A rinforzare le impressioni del 1867, seguirono le visite che feci lungo il Po, nella ricca e fertile Lombardia, durante le inondazioni del 1872. Quale miseria permanente, assoluta, sopportata con una pazienza che sapeva della disperata pace, pazienza di gente che nulla sperava da alcuno sulla terra! E fui testimone oculare del fatto, che i carabinieri e gl'ingegneri stessi dovettero portare via per forza famiglie dalle case pericolanti, le donne dicendo: «Meglio morire annegati tutti insieme, che morire a uno a uno di fame, di stenti, o di tifo».

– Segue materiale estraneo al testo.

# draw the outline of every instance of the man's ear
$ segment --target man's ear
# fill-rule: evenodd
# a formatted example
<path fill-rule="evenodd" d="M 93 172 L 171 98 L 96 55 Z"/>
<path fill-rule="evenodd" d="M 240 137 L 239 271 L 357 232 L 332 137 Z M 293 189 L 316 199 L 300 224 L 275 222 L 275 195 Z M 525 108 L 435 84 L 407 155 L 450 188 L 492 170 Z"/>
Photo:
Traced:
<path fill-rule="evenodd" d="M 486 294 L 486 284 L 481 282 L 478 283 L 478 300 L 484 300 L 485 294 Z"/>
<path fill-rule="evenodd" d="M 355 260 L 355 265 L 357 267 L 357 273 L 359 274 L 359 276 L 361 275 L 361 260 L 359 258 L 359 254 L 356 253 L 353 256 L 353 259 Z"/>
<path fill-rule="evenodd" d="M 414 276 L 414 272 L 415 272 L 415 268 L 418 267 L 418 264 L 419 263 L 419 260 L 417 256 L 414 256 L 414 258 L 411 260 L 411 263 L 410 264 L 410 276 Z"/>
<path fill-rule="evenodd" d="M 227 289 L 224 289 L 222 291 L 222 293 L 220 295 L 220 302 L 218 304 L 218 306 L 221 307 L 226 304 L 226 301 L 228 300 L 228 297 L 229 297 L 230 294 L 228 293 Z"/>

Eppure a vedere gli uomini lavorare e faticare, ed arrischiare perfino la propria vita per trarre a salvamento la roba dei padroni, era cosa da destar meraviglia. Ed il contadino lombardo sa il suo conto meglio del contadino meridionale, e più d'uno lì, parlando di certi proprietarii, i quali non vollero pagare per il rinforzo delle sponde e così impedire una possibile rotta, disse: «Peggio per loro, questa volta; sono di loro le viti e le raccolte; le braccia rimangono a noi.» Un po' più di questa logica ed i ricchi proprietarii ed affittuarii lombardi, veneti e mantovani, sarebbero costretti a migliorare per interesse, se non per giustizia, lo stato dei loro dipendenti.
Ancora più triste mi riescì una visita al Manicomio femminile di San Clemente di Venezia, ove il chiaro filantropo e medico primario di quel luogo di dolore mi disse e mi provò con i registri, che mentre fra le pazze, dodici sole furono colpite per vizii, sopra più di cinquecento, due terzi erano alienate per pellagra, cioè per essere esclusivamente, e spesso insufficientemente, nutrite di polenta e d'acqua non sempre sana e pura.